The Agony of the Spitzer Family
The sad, shameful and sudden fall of Eliot Spitzer is grist for so many mills that it will defy the 24 hour news cycle; the commentariat will grind away on the private and public agony of the disgraced crusader longer than your average scandal. It is just so rich with irony, so inexplicable, so salacious and the humiliation of the man so profound that it is simply irresistible.

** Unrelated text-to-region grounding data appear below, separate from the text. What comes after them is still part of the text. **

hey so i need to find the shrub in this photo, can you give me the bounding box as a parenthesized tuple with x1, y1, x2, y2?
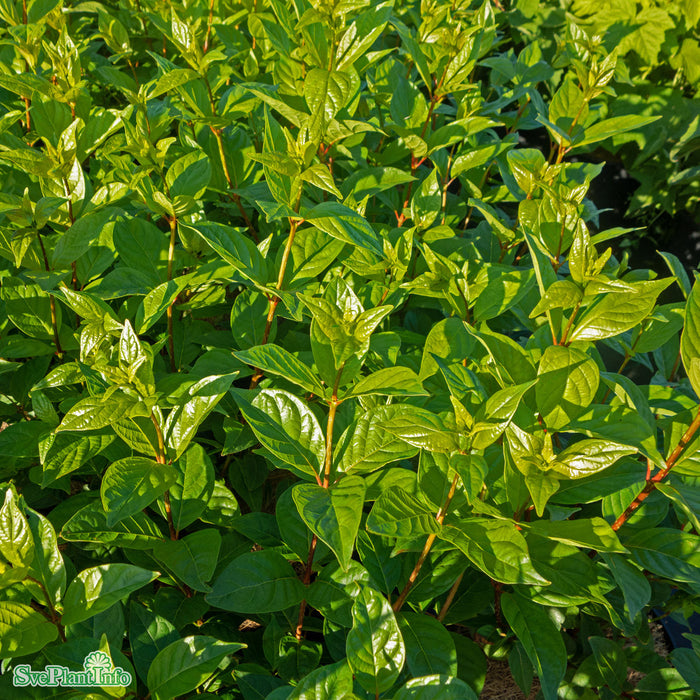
(0, 1, 698, 699)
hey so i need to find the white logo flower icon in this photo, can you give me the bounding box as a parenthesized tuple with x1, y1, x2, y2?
(83, 651, 112, 673)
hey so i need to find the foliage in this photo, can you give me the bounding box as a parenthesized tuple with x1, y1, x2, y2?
(0, 0, 698, 699)
(505, 0, 700, 221)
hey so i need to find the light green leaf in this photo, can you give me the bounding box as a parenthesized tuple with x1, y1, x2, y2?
(347, 367, 427, 398)
(439, 520, 549, 586)
(346, 585, 405, 695)
(336, 404, 419, 476)
(234, 388, 325, 481)
(147, 636, 245, 700)
(552, 440, 636, 479)
(536, 346, 599, 430)
(366, 487, 440, 539)
(234, 345, 325, 396)
(101, 457, 178, 526)
(525, 518, 626, 553)
(292, 476, 366, 570)
(0, 601, 58, 659)
(62, 564, 159, 626)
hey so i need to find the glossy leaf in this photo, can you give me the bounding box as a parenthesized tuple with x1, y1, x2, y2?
(346, 585, 405, 695)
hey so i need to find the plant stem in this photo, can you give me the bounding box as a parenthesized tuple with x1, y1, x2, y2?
(602, 325, 647, 402)
(294, 534, 318, 641)
(612, 406, 700, 530)
(36, 230, 63, 357)
(249, 215, 300, 388)
(295, 365, 345, 636)
(492, 580, 503, 629)
(26, 576, 65, 640)
(437, 570, 464, 622)
(151, 411, 176, 540)
(393, 473, 460, 612)
(203, 0, 215, 52)
(560, 300, 581, 345)
(167, 216, 177, 373)
(61, 177, 79, 292)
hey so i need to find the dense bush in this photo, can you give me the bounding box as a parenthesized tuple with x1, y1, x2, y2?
(0, 1, 699, 698)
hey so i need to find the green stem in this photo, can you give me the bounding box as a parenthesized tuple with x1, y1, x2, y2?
(150, 411, 176, 540)
(36, 230, 63, 358)
(167, 216, 177, 373)
(249, 210, 301, 388)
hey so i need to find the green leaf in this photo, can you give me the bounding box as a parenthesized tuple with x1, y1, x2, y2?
(347, 367, 427, 398)
(166, 151, 211, 198)
(451, 453, 488, 504)
(659, 251, 691, 299)
(292, 476, 366, 570)
(234, 345, 325, 396)
(101, 457, 179, 526)
(0, 489, 33, 571)
(206, 550, 305, 613)
(234, 389, 325, 481)
(129, 603, 179, 684)
(552, 440, 636, 478)
(589, 636, 626, 694)
(501, 593, 566, 700)
(153, 529, 221, 592)
(0, 601, 58, 659)
(439, 520, 549, 586)
(635, 668, 696, 699)
(655, 481, 700, 533)
(147, 636, 245, 700)
(525, 518, 626, 553)
(191, 221, 267, 284)
(536, 346, 599, 430)
(136, 277, 191, 334)
(380, 407, 461, 453)
(398, 613, 457, 676)
(166, 380, 235, 460)
(52, 209, 119, 268)
(569, 280, 672, 342)
(336, 404, 419, 476)
(671, 647, 700, 694)
(57, 394, 137, 432)
(346, 585, 405, 695)
(61, 503, 166, 550)
(471, 380, 536, 450)
(305, 202, 383, 257)
(474, 269, 536, 323)
(600, 552, 651, 622)
(26, 509, 66, 604)
(578, 115, 661, 147)
(392, 675, 479, 700)
(411, 170, 441, 229)
(304, 68, 352, 140)
(530, 280, 582, 318)
(366, 487, 440, 538)
(61, 564, 159, 626)
(287, 660, 353, 700)
(626, 528, 700, 588)
(681, 280, 700, 396)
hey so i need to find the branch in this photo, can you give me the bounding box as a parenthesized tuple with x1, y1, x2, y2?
(612, 407, 700, 530)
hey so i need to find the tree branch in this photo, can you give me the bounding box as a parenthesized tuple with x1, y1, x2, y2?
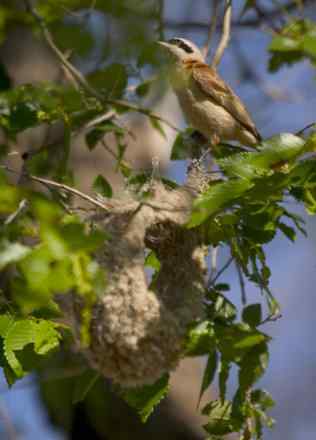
(2, 165, 109, 211)
(23, 0, 180, 133)
(211, 0, 232, 69)
(164, 0, 313, 32)
(28, 175, 110, 211)
(202, 0, 220, 59)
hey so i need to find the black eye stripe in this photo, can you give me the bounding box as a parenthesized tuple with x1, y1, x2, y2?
(168, 38, 194, 54)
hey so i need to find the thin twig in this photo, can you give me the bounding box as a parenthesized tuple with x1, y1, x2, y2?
(212, 0, 232, 69)
(82, 110, 117, 131)
(295, 122, 316, 136)
(29, 175, 110, 211)
(207, 255, 234, 288)
(259, 312, 282, 326)
(235, 261, 247, 305)
(202, 0, 220, 59)
(208, 246, 219, 285)
(4, 199, 28, 225)
(23, 0, 180, 133)
(2, 165, 109, 211)
(164, 0, 312, 31)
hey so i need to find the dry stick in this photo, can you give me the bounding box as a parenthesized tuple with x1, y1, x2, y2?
(29, 175, 110, 211)
(212, 0, 232, 69)
(164, 0, 312, 31)
(2, 164, 109, 211)
(208, 246, 219, 285)
(4, 199, 28, 225)
(202, 0, 220, 59)
(23, 0, 180, 134)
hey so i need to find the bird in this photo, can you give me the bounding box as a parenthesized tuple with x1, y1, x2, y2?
(158, 37, 261, 147)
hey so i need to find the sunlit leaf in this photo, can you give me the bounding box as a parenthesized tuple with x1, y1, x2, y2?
(93, 175, 113, 198)
(121, 374, 169, 422)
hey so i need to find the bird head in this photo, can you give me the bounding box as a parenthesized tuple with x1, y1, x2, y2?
(158, 38, 205, 64)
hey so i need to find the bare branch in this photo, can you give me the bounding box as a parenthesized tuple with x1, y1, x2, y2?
(28, 175, 110, 211)
(2, 164, 109, 211)
(296, 122, 316, 136)
(4, 199, 28, 225)
(164, 0, 313, 32)
(202, 0, 220, 59)
(211, 0, 232, 69)
(208, 245, 219, 285)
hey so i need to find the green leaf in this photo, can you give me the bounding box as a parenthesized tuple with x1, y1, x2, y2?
(239, 343, 269, 392)
(0, 240, 31, 270)
(186, 321, 215, 356)
(3, 320, 35, 377)
(242, 304, 262, 327)
(60, 222, 107, 253)
(0, 314, 14, 337)
(72, 369, 100, 404)
(278, 222, 296, 241)
(302, 31, 316, 57)
(268, 19, 316, 71)
(215, 323, 268, 362)
(188, 179, 253, 228)
(171, 128, 200, 160)
(121, 374, 169, 422)
(144, 250, 161, 272)
(137, 41, 161, 67)
(51, 22, 94, 56)
(218, 133, 305, 180)
(203, 400, 240, 435)
(85, 121, 125, 150)
(0, 317, 61, 381)
(88, 63, 127, 99)
(93, 175, 113, 198)
(240, 0, 257, 17)
(0, 183, 21, 214)
(33, 320, 61, 355)
(198, 350, 218, 406)
(149, 116, 166, 139)
(269, 36, 301, 52)
(9, 102, 38, 133)
(207, 291, 237, 322)
(251, 389, 275, 411)
(135, 80, 153, 98)
(218, 358, 230, 402)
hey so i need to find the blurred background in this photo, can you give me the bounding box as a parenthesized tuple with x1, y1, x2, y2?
(0, 0, 316, 439)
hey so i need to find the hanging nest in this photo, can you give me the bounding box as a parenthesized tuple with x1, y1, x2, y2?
(63, 164, 210, 386)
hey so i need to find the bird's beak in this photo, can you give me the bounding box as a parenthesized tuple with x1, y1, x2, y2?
(157, 41, 171, 49)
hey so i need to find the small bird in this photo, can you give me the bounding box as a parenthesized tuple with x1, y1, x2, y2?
(158, 38, 261, 147)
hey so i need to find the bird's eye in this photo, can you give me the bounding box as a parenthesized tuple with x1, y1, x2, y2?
(168, 38, 194, 54)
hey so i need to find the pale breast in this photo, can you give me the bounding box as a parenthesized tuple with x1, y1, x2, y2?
(174, 81, 239, 141)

The agony, of course, is not Eliot Spitzer’s alone. There, by his side, through two short but certainly excruciating public statements, stood his wife, Silda Wall Spitzer. The chorus of disbelief heard immediately. Most incredulous were other women. Why? Why would this accomplished, intelligent woman stand by a man who had plunged her into the misery of his indiscretions? Conjecture and comment from the talking heads and knowing but typically anonymous quotes from sources supposedly close toMs.Wall Spitzer are the hottest sidebar to the scandal story.

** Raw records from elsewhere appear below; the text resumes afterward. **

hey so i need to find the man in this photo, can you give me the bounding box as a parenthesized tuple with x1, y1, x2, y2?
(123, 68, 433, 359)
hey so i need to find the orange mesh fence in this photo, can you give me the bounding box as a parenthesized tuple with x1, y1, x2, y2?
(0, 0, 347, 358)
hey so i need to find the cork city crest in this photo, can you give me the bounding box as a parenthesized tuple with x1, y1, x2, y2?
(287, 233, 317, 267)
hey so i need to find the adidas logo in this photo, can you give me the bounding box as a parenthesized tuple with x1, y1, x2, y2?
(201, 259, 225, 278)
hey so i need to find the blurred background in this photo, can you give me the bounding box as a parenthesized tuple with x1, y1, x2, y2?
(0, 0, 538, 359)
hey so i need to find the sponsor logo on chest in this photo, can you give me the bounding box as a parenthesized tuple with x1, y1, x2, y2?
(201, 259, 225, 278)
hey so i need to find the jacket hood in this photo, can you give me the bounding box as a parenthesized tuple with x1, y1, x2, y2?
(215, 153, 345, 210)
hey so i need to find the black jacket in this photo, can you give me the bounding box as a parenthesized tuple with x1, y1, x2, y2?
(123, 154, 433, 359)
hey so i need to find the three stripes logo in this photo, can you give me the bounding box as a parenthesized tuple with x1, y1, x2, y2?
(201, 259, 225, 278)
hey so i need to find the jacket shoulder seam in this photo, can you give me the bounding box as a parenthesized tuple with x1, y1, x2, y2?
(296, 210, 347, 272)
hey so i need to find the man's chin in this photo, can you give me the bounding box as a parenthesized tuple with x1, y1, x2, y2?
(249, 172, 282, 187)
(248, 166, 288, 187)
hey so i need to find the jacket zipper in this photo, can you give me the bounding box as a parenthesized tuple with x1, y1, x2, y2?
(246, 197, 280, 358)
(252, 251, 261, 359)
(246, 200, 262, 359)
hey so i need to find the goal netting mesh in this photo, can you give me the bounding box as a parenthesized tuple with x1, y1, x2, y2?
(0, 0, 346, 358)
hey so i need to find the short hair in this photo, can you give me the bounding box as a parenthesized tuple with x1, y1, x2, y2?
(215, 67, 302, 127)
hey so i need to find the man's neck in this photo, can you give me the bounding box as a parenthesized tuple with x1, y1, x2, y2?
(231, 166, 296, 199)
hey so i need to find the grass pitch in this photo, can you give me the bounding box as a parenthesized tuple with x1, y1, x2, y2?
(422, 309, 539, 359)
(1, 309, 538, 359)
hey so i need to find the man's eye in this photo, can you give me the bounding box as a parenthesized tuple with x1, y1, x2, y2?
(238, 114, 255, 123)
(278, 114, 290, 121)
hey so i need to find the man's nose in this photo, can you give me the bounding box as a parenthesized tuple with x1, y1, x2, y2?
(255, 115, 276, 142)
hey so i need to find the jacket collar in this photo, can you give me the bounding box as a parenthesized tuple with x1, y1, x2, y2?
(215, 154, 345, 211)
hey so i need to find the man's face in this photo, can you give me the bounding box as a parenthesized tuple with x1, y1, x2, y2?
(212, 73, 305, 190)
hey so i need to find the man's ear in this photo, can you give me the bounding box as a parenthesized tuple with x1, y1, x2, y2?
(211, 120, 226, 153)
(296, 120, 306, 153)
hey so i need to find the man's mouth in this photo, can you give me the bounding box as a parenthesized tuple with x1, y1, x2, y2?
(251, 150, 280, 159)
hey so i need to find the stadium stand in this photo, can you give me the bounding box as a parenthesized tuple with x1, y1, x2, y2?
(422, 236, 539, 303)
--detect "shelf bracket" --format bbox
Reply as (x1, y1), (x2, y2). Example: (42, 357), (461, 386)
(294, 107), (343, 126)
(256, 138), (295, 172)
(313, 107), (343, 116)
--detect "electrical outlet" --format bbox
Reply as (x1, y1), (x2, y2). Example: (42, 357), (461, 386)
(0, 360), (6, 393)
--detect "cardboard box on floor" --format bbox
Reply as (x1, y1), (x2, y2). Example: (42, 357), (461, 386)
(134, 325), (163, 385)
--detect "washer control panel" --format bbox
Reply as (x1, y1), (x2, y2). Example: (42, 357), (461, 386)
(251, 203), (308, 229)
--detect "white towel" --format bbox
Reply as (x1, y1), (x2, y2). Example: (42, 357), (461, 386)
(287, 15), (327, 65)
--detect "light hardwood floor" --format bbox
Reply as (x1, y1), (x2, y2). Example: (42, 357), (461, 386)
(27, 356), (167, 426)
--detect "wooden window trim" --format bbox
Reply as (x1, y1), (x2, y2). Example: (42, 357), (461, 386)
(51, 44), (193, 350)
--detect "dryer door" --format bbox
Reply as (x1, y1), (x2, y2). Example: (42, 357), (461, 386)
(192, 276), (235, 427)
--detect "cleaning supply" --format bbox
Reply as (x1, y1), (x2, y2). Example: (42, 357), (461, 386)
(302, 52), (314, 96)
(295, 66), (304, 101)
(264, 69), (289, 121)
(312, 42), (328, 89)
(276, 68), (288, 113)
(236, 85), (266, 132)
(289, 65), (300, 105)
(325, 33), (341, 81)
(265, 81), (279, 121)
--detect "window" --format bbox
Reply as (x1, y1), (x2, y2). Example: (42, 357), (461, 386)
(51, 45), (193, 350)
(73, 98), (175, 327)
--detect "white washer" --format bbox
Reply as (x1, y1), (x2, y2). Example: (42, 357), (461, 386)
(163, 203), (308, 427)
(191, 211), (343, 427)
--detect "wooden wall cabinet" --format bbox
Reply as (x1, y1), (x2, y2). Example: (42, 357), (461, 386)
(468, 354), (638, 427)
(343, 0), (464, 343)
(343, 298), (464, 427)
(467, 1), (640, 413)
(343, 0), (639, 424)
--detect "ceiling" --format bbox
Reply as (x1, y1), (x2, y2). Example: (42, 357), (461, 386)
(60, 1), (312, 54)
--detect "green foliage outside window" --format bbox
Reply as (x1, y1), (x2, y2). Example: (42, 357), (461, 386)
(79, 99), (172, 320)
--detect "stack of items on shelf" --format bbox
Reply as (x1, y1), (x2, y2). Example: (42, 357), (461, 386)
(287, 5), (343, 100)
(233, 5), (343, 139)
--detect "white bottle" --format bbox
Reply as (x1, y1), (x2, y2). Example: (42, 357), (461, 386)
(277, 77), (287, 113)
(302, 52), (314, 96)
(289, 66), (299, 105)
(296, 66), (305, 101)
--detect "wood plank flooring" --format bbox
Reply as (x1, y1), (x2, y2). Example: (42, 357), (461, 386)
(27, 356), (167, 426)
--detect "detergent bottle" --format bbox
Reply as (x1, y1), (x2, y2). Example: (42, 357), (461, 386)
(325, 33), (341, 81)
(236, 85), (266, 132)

Ms.Wall Sptizer’s motivations are hers alone to know. They are undoubtedly complex. But here is the overarching truth that confronts any woman who is faced with the choice Ms. Spitzer faced and it is the truth missed by most who ask the question, why? Not every audience in the lives of public people is a public one. Sometimes, the most important audience is the private audience. We are mistaken if we assume that every decision made by public people is calculated to have a public impact. This must be particularly true of wives who step in front of cameras at the most difficult moment of their lives.

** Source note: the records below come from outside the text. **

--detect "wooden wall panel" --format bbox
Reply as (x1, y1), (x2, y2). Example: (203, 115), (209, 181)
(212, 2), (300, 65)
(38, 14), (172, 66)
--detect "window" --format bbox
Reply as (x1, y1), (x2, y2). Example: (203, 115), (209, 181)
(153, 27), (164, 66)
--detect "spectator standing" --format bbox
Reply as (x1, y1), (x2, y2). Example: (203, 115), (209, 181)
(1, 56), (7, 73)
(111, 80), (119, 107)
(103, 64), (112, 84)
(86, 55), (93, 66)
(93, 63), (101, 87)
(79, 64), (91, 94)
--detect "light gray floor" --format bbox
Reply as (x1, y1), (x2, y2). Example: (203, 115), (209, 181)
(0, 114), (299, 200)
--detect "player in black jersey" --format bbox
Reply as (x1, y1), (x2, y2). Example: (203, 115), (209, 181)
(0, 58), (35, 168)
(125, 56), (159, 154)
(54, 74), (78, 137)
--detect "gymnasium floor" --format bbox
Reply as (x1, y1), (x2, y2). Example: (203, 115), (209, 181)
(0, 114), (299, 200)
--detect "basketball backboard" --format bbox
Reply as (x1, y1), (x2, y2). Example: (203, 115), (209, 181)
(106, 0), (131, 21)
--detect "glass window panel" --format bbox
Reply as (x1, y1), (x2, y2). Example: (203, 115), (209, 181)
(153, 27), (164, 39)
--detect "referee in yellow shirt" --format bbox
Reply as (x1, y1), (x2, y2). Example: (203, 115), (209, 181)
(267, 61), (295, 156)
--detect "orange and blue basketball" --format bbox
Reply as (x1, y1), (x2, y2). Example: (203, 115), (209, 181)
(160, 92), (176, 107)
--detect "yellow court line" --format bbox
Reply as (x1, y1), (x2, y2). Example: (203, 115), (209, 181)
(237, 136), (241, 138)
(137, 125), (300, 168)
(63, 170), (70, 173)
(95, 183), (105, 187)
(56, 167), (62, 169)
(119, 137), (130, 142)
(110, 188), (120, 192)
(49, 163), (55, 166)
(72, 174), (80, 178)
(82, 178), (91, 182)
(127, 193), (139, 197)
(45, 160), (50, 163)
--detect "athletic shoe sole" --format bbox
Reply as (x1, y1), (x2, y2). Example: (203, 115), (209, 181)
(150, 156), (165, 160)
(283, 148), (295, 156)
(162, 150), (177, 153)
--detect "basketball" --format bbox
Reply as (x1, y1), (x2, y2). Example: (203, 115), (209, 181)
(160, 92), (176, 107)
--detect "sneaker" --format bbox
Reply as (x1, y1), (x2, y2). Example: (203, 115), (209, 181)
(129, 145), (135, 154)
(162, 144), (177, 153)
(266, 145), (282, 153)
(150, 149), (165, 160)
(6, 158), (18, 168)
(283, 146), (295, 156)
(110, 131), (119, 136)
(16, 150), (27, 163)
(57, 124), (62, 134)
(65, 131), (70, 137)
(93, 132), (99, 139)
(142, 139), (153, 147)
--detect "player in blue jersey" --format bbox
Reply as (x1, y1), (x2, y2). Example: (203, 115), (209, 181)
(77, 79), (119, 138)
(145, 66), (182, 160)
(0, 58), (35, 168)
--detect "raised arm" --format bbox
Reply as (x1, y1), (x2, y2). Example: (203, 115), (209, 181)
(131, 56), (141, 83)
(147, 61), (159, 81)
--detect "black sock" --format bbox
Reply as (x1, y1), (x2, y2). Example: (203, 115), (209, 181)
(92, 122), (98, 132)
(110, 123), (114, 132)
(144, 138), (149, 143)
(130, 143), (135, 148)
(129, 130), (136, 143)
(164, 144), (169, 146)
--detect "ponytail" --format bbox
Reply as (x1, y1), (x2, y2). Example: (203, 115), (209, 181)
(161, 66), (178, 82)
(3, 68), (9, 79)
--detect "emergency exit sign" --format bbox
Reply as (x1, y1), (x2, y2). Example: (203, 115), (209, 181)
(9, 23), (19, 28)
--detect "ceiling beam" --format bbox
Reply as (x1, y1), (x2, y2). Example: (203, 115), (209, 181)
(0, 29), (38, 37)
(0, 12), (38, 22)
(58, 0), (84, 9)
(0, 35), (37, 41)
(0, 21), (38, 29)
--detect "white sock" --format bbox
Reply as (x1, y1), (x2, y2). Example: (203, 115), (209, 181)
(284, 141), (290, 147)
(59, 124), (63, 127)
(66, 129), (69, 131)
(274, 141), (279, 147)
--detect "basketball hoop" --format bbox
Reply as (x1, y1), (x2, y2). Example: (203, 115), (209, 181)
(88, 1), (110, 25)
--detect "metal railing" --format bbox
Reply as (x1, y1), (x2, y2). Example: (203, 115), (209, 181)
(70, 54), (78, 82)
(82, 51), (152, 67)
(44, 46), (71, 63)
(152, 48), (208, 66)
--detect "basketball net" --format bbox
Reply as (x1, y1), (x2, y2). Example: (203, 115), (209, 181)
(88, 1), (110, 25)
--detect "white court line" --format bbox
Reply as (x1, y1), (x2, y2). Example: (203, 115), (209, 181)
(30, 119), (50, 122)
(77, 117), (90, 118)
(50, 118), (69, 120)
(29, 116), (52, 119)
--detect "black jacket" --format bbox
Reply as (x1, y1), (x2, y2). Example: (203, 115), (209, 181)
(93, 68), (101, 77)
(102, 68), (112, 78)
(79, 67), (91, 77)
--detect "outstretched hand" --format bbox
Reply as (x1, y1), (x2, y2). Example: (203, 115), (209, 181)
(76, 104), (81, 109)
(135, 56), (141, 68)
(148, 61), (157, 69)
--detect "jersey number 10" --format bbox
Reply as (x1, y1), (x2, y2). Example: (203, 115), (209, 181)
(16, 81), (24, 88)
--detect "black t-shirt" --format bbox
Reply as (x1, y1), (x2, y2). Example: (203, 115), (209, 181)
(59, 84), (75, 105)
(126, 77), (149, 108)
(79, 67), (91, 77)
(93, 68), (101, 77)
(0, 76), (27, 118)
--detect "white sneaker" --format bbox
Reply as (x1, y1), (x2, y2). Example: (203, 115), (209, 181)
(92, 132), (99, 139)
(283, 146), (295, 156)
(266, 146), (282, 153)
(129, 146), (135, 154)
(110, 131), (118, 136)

Was Ms.Wall Spitzer hoping that by standing by her Governor Man that she could help salvage his political career? Perhaps. It is far more likely is that she appeared not for the sake of her husband’s career but for the sake of her children, her family, her marriage, for the life they will have when finally their names are no longer in the headlines. Though she was silent, her presence was a powerful message.
Unseen, but their agony nonetheless palpable, are the Spitzer children. Three teenage daughters. For Ms. Wall Spitzer, what audience could be more important?